Лара не чувствовала, что слезы бегут у нее по щекам, пока одна слеза не попала ей в уголок рта. Она ее слизнула.
— Нападение на нашу машину стало официальным началом революции. Мятежники напали и на тот дом, куда мы ехали. Они устроили там настоящее побоище. Выжили лишь немногие, они-то потом обо всем рассказали. Можно не сомневаться, что и мы тоже были бы убиты. Непонятно, для чего они нас атаковали по дороге туда. Из-за случая с Рэндаллом Соединенные Штаты закрыли посольство в Монтесангре, точнее, то, что от него осталось после разграбления, и разорвали дипломатические отношения с новым правительством. После казни мятежники вернули тело Рэндалла в Штаты. Это скорее было издевательством, чем проявлением великодушия, потому что они также прислали госсекретарю снимок расстрела. Они не вернули останков Эшли и не прислали никаких снимков ее тела или гроба. Никакого документа о ее смерти. Ничего. Они оставили без ответа все требования Вашингтона или предоставить дополнительную информацию, или вернуть ее тело. Через некоторое время Вашингтон потерял интерес к этому событию и перестал предпринимать какие-либо шаги. Я еще продолжала посылать просьбы в Монтесангре, но что касается нашего правительства, то для него это дело уже не представляло интереса. Господи. — Она закрыла лицо руками. — Моя девочка все еще там. Я с ней не попрощалась. Не увидела ее в последний раз. Не поцеловала. Она где-то там одна, в этом ужасном месте. Она…
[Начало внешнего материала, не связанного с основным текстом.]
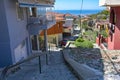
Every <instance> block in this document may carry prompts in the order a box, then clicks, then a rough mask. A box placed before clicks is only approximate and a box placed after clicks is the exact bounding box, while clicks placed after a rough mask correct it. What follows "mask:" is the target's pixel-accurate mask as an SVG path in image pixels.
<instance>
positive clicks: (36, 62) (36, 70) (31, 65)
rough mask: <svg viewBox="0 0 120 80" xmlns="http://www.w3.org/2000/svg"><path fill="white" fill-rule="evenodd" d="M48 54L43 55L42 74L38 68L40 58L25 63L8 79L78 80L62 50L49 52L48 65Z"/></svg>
mask: <svg viewBox="0 0 120 80" xmlns="http://www.w3.org/2000/svg"><path fill="white" fill-rule="evenodd" d="M45 58H46V56H45V55H43V56H41V64H42V66H41V74H40V73H39V68H38V59H35V60H32V61H30V62H27V63H24V64H22V65H21V66H20V70H18V71H17V72H15V73H14V74H10V75H9V76H8V77H7V80H78V79H77V78H76V77H75V76H74V74H73V73H72V72H71V71H70V69H69V68H68V67H67V65H66V64H65V62H64V59H63V57H62V54H61V52H60V51H53V52H50V54H49V59H48V61H49V62H48V65H46V59H45Z"/></svg>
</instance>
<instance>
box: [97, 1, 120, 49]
mask: <svg viewBox="0 0 120 80" xmlns="http://www.w3.org/2000/svg"><path fill="white" fill-rule="evenodd" d="M99 5H100V6H107V7H110V20H109V37H108V43H107V44H108V47H107V48H108V49H111V50H120V0H100V1H99Z"/></svg>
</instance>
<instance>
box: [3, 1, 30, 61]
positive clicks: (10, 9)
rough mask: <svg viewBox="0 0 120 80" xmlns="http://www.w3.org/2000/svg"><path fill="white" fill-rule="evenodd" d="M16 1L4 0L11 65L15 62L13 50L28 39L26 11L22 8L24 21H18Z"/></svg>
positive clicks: (13, 50) (13, 51) (14, 58)
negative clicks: (22, 8) (9, 46)
mask: <svg viewBox="0 0 120 80" xmlns="http://www.w3.org/2000/svg"><path fill="white" fill-rule="evenodd" d="M16 1H17V0H4V2H5V12H6V18H7V26H8V32H9V36H10V48H11V54H12V61H13V63H14V62H15V56H14V49H15V48H16V47H17V46H18V45H19V44H20V43H22V42H23V40H25V39H26V38H27V37H28V31H27V27H26V26H27V17H26V9H25V8H24V19H23V20H21V21H20V20H18V19H17V10H16Z"/></svg>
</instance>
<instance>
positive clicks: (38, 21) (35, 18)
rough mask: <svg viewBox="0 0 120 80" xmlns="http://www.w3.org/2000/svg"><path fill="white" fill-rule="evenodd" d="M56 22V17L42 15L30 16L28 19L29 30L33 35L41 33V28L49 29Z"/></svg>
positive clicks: (42, 29) (43, 29) (28, 27)
mask: <svg viewBox="0 0 120 80" xmlns="http://www.w3.org/2000/svg"><path fill="white" fill-rule="evenodd" d="M54 24H56V21H55V19H53V18H52V19H51V18H46V17H45V16H42V17H37V18H36V17H30V18H29V19H28V30H29V33H30V34H31V35H33V34H34V35H36V34H39V32H40V30H44V29H48V28H50V27H52V26H53V25H54Z"/></svg>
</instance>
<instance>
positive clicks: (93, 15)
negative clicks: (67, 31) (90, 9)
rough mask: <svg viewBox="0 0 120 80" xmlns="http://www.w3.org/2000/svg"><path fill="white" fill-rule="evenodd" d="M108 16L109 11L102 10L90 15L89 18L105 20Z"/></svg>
mask: <svg viewBox="0 0 120 80" xmlns="http://www.w3.org/2000/svg"><path fill="white" fill-rule="evenodd" d="M108 16H109V11H108V10H103V11H101V12H99V13H97V14H92V15H90V16H89V17H91V18H92V19H103V20H104V19H107V18H108Z"/></svg>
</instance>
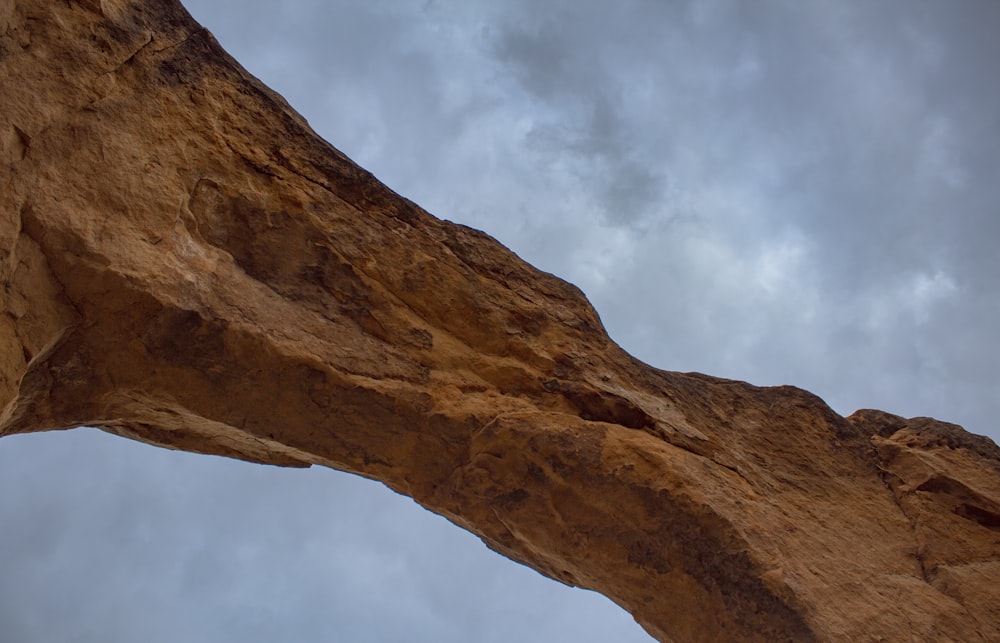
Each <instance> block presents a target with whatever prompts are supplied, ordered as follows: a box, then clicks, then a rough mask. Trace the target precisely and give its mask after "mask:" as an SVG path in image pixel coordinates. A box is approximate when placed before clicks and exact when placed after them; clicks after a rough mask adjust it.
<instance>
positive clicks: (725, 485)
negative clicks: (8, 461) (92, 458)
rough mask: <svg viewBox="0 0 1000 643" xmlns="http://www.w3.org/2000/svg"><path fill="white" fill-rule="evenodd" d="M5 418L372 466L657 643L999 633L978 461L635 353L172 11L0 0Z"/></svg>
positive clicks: (278, 459)
mask: <svg viewBox="0 0 1000 643" xmlns="http://www.w3.org/2000/svg"><path fill="white" fill-rule="evenodd" d="M0 89H2V91H0V168H2V169H0V171H2V174H0V188H2V197H0V253H2V254H0V258H2V264H0V276H2V281H3V288H2V291H0V292H2V295H0V296H2V299H0V308H2V311H3V314H2V315H0V347H2V348H0V408H3V415H2V418H0V435H5V434H11V433H18V432H27V431H41V430H48V429H66V428H71V427H74V426H79V425H84V424H86V425H93V426H98V427H101V428H103V429H104V430H106V431H109V432H112V433H115V434H118V435H122V436H125V437H129V438H133V439H136V440H141V441H143V442H147V443H150V444H154V445H159V446H164V447H168V448H173V449H185V450H189V451H196V452H200V453H214V454H220V455H225V456H231V457H234V458H241V459H244V460H250V461H253V462H264V463H270V464H277V465H285V466H309V465H312V464H319V465H324V466H329V467H334V468H337V469H342V470H346V471H351V472H354V473H358V474H360V475H363V476H367V477H371V478H375V479H378V480H381V481H382V482H384V483H385V484H386V485H388V486H389V487H391V488H393V489H395V490H396V491H399V492H400V493H404V494H407V495H410V496H412V497H413V498H415V499H416V500H417V501H418V502H420V503H421V504H423V505H424V506H426V507H427V508H428V509H431V510H432V511H435V512H438V513H440V514H443V515H444V516H447V517H448V518H449V519H450V520H452V521H453V522H455V523H456V524H458V525H460V526H462V527H464V528H466V529H468V530H471V531H473V532H474V533H476V534H478V535H479V536H480V537H481V538H482V539H483V540H484V541H485V542H486V544H487V545H489V546H490V547H492V548H493V549H495V550H497V551H498V552H501V553H503V554H504V555H506V556H509V557H511V558H513V559H515V560H518V561H521V562H523V563H525V564H527V565H530V566H531V567H533V568H535V569H537V570H538V571H540V572H541V573H543V574H546V575H548V576H551V577H552V578H555V579H558V580H560V581H562V582H564V583H569V584H573V585H580V586H583V587H588V588H591V589H595V590H597V591H600V592H602V593H604V594H606V595H607V596H609V597H611V598H612V599H613V600H615V601H616V602H617V603H618V604H620V605H621V606H622V607H624V608H625V609H627V610H629V611H630V612H631V613H632V614H633V615H634V616H635V618H636V619H637V620H638V621H639V622H640V623H641V624H642V625H643V626H644V627H645V628H646V629H647V630H648V631H649V632H650V633H651V634H652V635H653V636H655V637H657V638H659V639H660V640H663V641H723V640H729V641H733V640H741V641H784V640H795V641H810V640H816V641H847V640H851V641H868V640H871V641H878V640H890V641H902V640H907V641H908V640H957V641H977V640H983V641H985V640H988V639H992V640H996V638H995V637H996V635H997V634H996V633H997V632H998V631H1000V583H998V582H997V580H996V579H997V578H1000V449H998V448H997V446H996V445H995V444H993V443H992V442H991V441H989V440H987V439H985V438H981V437H977V436H973V435H970V434H968V433H966V432H964V431H963V430H962V429H961V428H959V427H957V426H953V425H948V424H945V423H942V422H937V421H934V420H930V419H922V418H921V419H913V420H905V419H903V418H900V417H896V416H893V415H889V414H886V413H882V412H878V411H860V412H858V413H856V414H854V415H853V416H851V417H849V418H843V417H841V416H839V415H837V414H836V413H834V412H833V411H831V410H830V409H829V408H828V407H827V406H826V405H825V404H824V403H823V402H822V401H821V400H820V399H818V398H817V397H815V396H813V395H811V394H809V393H807V392H805V391H802V390H799V389H796V388H792V387H777V388H758V387H754V386H751V385H749V384H746V383H742V382H735V381H728V380H722V379H717V378H713V377H708V376H705V375H699V374H682V373H672V372H666V371H661V370H657V369H655V368H652V367H650V366H647V365H645V364H643V363H640V362H639V361H637V360H635V359H634V358H632V357H630V356H629V355H627V354H626V353H625V352H623V351H622V350H621V349H620V348H618V347H617V346H616V345H615V344H614V343H612V342H611V341H610V340H609V339H608V337H607V335H606V334H605V332H604V330H603V328H602V326H601V322H600V320H599V319H598V317H597V315H596V314H595V312H594V311H593V309H592V308H591V306H590V305H589V304H588V302H587V301H586V300H585V299H584V297H583V296H582V295H581V294H580V292H579V291H578V290H577V289H576V288H574V287H573V286H571V285H569V284H567V283H565V282H563V281H560V280H559V279H557V278H555V277H553V276H551V275H548V274H544V273H541V272H539V271H537V270H535V269H533V268H532V267H531V266H528V265H526V264H525V263H524V262H522V261H521V260H520V259H518V258H517V257H516V256H514V255H513V254H512V253H510V252H509V251H508V250H506V249H505V248H503V247H502V246H501V245H500V244H498V243H497V242H496V241H494V240H493V239H491V238H489V237H488V236H486V235H484V234H482V233H480V232H477V231H475V230H471V229H468V228H465V227H462V226H458V225H454V224H450V223H444V222H442V221H439V220H437V219H435V218H433V217H431V216H430V215H428V214H426V213H425V212H423V211H422V210H421V209H420V208H419V207H417V206H416V205H414V204H413V203H410V202H409V201H407V200H405V199H403V198H401V197H400V196H398V195H396V194H394V193H393V192H392V191H390V190H389V189H388V188H386V187H385V186H383V185H382V184H380V183H379V182H378V181H377V180H375V179H374V178H373V177H372V176H371V175H370V174H368V173H367V172H365V171H364V170H362V169H360V168H358V167H357V166H356V165H354V164H353V163H352V162H351V161H350V160H349V159H347V158H346V157H345V156H344V155H342V154H341V153H340V152H338V151H337V150H336V149H334V148H333V147H331V146H330V145H328V144H327V143H326V142H324V141H323V140H321V139H320V138H319V137H318V136H316V135H315V134H314V133H313V132H312V131H311V130H310V128H309V127H308V125H307V124H306V123H305V121H304V120H303V119H302V118H301V117H300V116H299V115H297V114H296V113H295V112H294V111H293V110H292V109H291V108H290V107H289V106H288V105H287V104H286V103H285V102H284V101H283V100H282V99H281V98H280V97H279V96H277V95H276V94H274V93H273V92H271V91H270V90H268V89H267V88H266V87H264V86H262V85H261V84H260V83H259V82H258V81H257V80H256V79H254V78H253V77H252V76H250V75H249V74H248V73H247V72H246V71H244V70H243V69H242V68H241V67H240V66H239V65H238V64H237V63H236V62H235V61H233V60H232V59H231V58H230V57H229V56H228V55H227V54H226V53H225V52H223V51H222V50H221V49H220V47H219V46H218V44H217V43H216V42H215V40H214V39H213V38H212V36H211V34H210V33H208V32H207V31H206V30H204V29H203V28H201V27H200V26H199V25H197V24H196V23H195V22H194V21H193V20H192V19H191V18H190V17H189V16H188V14H187V13H186V12H185V11H184V9H183V8H182V7H181V6H180V5H179V4H177V3H176V2H174V1H173V0H156V1H154V0H149V1H147V2H137V1H132V0H100V1H99V0H80V1H70V2H51V1H48V0H17V1H16V2H15V1H14V0H0Z"/></svg>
— Успокойтесь, Лара. — Кей быстро подошел к ней, остановился рядом, погладил по голове. — Вы правы. Это действительно кошмар, но для Эшли все кончилось в одно мгновение. Она не испытала страха или боли.
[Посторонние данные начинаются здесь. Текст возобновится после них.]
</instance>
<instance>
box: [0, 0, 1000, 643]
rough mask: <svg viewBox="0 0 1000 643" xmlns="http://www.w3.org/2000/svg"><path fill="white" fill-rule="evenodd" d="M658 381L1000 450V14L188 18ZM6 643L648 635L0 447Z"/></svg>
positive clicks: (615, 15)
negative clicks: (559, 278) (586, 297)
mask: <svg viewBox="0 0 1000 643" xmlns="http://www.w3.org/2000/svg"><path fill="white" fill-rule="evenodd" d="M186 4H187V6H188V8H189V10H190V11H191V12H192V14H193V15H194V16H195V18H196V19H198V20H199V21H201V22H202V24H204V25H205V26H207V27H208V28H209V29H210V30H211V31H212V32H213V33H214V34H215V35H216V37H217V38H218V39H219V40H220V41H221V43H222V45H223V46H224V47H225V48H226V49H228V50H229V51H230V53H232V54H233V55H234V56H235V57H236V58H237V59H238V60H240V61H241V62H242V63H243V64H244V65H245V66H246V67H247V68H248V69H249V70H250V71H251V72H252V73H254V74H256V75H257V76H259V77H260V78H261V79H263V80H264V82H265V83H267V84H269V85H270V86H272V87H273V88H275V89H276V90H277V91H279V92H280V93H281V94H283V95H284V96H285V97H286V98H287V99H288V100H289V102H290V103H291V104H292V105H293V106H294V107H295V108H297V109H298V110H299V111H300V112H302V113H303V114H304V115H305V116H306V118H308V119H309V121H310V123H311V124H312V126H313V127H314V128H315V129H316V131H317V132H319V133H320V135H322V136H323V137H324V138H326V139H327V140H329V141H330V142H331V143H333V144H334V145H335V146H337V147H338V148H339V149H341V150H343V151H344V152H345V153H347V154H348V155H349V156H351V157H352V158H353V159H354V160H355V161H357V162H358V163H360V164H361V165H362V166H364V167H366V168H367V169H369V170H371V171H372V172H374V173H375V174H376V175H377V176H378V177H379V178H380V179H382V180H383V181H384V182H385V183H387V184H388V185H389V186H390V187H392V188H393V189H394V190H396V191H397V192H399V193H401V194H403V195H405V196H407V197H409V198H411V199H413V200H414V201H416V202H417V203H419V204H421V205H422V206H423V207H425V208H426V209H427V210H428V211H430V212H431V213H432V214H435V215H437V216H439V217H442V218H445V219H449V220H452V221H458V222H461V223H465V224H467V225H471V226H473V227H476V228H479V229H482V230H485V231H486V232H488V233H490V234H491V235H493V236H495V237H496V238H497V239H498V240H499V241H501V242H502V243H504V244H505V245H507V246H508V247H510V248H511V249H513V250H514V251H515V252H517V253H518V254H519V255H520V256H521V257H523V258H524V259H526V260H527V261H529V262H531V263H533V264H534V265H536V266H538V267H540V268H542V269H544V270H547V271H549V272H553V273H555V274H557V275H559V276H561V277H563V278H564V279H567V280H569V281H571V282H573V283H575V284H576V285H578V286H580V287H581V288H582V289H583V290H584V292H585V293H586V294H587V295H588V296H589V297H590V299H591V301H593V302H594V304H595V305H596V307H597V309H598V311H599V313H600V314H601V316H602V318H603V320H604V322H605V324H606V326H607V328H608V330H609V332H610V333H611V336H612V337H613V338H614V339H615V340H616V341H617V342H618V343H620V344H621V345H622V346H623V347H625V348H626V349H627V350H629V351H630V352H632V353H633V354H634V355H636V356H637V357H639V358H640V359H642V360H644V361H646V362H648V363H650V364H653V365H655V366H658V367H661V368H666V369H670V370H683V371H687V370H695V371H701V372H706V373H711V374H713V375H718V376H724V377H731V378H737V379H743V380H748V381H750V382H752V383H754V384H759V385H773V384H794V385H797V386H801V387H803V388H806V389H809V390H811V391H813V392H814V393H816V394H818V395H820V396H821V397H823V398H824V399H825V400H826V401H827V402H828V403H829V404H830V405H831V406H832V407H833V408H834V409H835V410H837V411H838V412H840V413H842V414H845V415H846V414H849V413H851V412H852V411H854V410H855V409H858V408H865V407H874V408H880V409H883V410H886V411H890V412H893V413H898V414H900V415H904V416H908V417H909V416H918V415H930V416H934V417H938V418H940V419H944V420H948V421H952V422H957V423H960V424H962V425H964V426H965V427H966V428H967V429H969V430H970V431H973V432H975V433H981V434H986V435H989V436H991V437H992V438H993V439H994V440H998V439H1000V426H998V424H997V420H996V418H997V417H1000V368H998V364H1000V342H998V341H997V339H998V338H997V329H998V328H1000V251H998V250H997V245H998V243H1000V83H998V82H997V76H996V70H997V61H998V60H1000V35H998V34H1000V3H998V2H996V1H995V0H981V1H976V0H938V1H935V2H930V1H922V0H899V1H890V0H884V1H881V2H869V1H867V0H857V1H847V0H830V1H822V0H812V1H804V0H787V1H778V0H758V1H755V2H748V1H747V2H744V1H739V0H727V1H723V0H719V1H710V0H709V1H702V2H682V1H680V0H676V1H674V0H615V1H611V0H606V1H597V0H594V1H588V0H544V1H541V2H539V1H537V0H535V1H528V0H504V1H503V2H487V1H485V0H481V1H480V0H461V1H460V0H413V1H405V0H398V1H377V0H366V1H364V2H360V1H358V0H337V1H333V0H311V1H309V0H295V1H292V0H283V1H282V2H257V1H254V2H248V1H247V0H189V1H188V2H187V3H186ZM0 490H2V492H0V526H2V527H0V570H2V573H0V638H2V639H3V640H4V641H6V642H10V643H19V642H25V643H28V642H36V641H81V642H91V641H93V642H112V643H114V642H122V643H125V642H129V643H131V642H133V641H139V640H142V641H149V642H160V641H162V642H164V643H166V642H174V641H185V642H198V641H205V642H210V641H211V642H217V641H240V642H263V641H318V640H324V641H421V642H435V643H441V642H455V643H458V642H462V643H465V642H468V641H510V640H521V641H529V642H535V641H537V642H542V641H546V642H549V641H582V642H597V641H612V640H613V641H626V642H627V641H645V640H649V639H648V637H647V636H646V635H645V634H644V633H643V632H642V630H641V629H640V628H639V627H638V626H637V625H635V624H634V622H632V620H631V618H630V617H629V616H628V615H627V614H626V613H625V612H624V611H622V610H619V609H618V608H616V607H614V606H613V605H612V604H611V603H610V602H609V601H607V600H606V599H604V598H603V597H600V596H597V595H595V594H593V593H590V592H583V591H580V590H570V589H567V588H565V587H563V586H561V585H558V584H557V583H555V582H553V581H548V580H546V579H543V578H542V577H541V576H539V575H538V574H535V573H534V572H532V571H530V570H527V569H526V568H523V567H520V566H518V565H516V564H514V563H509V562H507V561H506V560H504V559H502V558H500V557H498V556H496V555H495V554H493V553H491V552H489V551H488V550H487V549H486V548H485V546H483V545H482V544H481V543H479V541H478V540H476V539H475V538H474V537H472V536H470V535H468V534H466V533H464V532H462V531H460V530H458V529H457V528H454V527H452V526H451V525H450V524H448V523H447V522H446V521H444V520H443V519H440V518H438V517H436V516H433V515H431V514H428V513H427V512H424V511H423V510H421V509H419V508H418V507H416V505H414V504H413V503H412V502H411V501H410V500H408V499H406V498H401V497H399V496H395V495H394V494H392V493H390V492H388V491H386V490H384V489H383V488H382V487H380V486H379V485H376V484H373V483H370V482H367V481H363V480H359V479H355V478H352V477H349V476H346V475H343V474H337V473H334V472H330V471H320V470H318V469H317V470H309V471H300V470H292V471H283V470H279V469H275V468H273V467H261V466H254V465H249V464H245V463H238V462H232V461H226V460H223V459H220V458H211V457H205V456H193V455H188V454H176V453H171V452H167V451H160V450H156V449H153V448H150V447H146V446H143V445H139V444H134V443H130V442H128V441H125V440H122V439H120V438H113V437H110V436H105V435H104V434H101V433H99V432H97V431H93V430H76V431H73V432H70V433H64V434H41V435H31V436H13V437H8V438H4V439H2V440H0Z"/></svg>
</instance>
— Вся боль выпала на мою долю. И я благодарю Бога за это. Но иногда боль так невыносима, что мне кажется, я больше не выдержу. Я не нахожу облегчения. — Она прижала к груди сжатую в кулан руку. — Боль меня терзает. Я хочу вернуть сюда мою девочку!
— Тише, пожалейте себя. Не надо. — Он поднял ее на ноги. Обнял.
Автоматически Лара уцепилась за его рубашку, прижалась лицом к его груди.
— Я никогда не смогу этого забыть. Но есть моменты, которые я не могу вспомнить. Как если бы из фильма вырезали несколько кадров, а мне кажется, что они важные. Я напрягаю память, но у меня ничего не получается. Иногда я вот-вот готова найти разгадку, но она опять от меня ускользает. Словно я боюсь узнать правду. Страшусь неизвестного.
— Шш. Все в порядке. Все кончилось, вам ничто больше не грозит.
Эти слова он шептал, уткнувшись в ее волосы, потом его губы прижались к ее лбу. Как хорошо, когда тебя обнимает кто-то сильный. У нее не было никого, с нем бы она могла поделиться своим горем. Родители винили ее во всем случившемся, включая и смерть Эшли. Все друзья ее покинули, когда ее имя замелькало на первых полосах газет в качестве любовницы Кларка. Годы она несла эту тяжелую ношу. Какое неожиданное счастье хотя бы на мгновение найти опору, переложить на чьи-то плечи часть груза.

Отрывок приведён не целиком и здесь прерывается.